The Contested Legacy
Fifty years after his death, de Gaulle remains France's most referenced political figure. Every president invokes him. Every crisis produces calls for "Gaullist" solutions. Yet what Gaullism means remains fiercely contested, appropriated by incompatible causes.
The Right's De Gaulle
For the traditional right, de Gaulle embodies authority, tradition, and grandeur. They emphasize his military background, Catholic faith, and defense of hierarchy. This de Gaulle saved France from communism, restored order after May 1968, and maintained French greatness against foreign encroachment.
Marine Le Pen's National Rally claims this heritage, presenting itself as defending Gaullist sovereignty against European integration and immigration. They quote de Gaulle's skepticism about Muslim integration, his defense of French identity, his resistance to supranational authority. That de Gaulle also granted Algerian independence and promoted European cooperation is conveniently forgotten.
The mainstream right emphasizes different aspects: strong institutions, economic modernization, international influence. They celebrate the technocratic de Gaulle who built nuclear power, promoted champions nationaux, and made France competitive. This selective reading ignores his skepticism about capitalism and concern for social justice.
The Left's De Gaulle
The left's relationship with de Gaulle is more complex. Historically his opponents, they now invoke selective aspects of his legacy. Jean-Luc Mélenchon's France Insoumise claims the resistant de Gaulle who defied established powers and the social de Gaulle who nationalized industries and created welfare systems.
This reading emphasizes de Gaulle's "third way" between capitalism and communism, his critique of American hegemony, his opening to the developing world. They quote his warnings about money's power and his vision of "participation" between capital and labor. That he also suppressed strikes and concentrated executive power is minimized.
Even moderate socialists now praise Gaullist institutions they once denounced. The strong presidency enables reform. National independence permits distinctive policies. State intervention allows market correction. The conversion is incomplete—they still criticize the "republican monarchy"—but pragmatic acceptance has replaced ideological rejection.
The European Paradox
De Gaulle's European legacy is particularly contested. Sovereignists quote his rejection of supranationality, veto of British membership, and vision of "Europe of nations." They present him as the prophet who foresaw European integration's threat to national independence.
But pro-Europeans claim him too. They emphasize his reconciliation with Germany, promotion of European cooperation, and understanding that France needed Europe to balance superpowers. His vision of European independence from America resonates with contemporary advocates of European strategic autonomy.
The truth is paradoxical. De Gaulle simultaneously advanced and limited European integration. He made the Common Market work while rejecting political union. He promoted European independence while maintaining French sovereignty. His contradictions became Europe's contradictions, unresolved fifty years later.
The Colonial Reckoning
De Gaulle's colonial legacy faces increasing scrutiny. The traditional narrative—enlightened decolonizer who peacefully granted independence—confronts uncomfortable truths. The Algerian War's brutality, abandonment of the harkis, and neocolonial Françafrique system complicate heroic simplification.

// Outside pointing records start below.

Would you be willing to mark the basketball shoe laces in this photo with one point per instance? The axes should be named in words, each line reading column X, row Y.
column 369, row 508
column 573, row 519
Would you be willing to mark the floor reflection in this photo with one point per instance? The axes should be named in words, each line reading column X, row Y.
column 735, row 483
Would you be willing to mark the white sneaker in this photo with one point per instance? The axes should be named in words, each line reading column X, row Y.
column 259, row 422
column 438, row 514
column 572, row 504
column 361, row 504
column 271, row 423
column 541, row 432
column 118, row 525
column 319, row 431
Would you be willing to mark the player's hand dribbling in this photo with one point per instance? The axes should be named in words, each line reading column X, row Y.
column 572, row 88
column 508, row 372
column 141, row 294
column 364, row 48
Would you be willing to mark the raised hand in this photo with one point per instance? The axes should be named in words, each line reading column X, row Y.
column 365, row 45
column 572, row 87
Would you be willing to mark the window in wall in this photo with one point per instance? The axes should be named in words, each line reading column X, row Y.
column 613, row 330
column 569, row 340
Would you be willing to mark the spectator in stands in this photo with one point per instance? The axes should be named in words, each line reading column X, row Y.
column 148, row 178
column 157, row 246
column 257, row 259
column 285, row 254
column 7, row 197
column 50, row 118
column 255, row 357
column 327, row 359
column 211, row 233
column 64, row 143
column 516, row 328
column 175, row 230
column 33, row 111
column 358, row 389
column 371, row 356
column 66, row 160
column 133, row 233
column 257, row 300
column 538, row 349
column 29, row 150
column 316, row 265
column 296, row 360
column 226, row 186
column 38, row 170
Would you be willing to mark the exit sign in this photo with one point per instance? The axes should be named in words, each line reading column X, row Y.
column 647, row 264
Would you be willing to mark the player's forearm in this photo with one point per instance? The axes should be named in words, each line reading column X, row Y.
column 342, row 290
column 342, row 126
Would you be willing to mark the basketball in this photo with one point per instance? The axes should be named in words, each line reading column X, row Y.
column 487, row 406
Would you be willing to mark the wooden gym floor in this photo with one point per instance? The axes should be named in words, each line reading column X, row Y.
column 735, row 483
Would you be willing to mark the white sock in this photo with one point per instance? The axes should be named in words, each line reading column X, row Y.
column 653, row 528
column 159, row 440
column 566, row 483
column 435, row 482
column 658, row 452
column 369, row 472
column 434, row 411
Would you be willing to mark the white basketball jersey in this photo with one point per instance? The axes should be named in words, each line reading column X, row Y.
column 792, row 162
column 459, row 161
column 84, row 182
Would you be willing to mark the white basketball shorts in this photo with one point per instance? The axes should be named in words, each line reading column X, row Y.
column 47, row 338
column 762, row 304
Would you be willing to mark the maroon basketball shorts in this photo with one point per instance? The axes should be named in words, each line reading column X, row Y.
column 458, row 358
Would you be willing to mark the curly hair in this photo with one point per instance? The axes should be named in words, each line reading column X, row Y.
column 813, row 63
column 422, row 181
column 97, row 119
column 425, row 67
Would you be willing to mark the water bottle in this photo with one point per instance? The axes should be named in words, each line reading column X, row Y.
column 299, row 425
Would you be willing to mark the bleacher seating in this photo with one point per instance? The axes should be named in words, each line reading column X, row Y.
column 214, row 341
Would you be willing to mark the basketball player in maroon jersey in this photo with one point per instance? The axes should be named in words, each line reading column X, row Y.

Former colonies view de Gaulle ambivalently. Some praise his recognition of independence movements and personal relationships with African leaders. Others condemn continued French interference and economic exploitation. The CFA franc, military interventions, and corrupt networks trace directly to Gaullist arrangements.
Within France, colonial memory divides communities. Pieds-noirs feel betrayed by Algerian independence. Harkis remember abandonment and massacre. Immigrants from former colonies experience discrimination in the country that once colonized their homelands. De Gaulle's promise of Franco-African community rings hollow to those excluded from French community.
Gender and Social Progress
Feminists particularly contest de Gaulle's legacy. He granted women voting rights but maintained patriarchal assumptions. His governments included no women ministers. His vision of women as mothers first, citizens second, shaped policies that encouraged traditional roles while granting formal equality.
The Gaullist welfare state simultaneously liberated and constrained women. Family allowances enabled mothers to stay home. Free education opened professional opportunities. But glass ceilings remained unbroken, workplace discrimination unchallenged. De Gaulle's France modernized economically while preserving social hierarchies.
Contemporary #MeToo movements highlight these contradictions. The general who embodied masculine authority created structures that perpetuated male dominance. The republican equality he proclaimed coexisted with systematic inequality. Young French feminists see in de Gaulle everything they seek to overcome.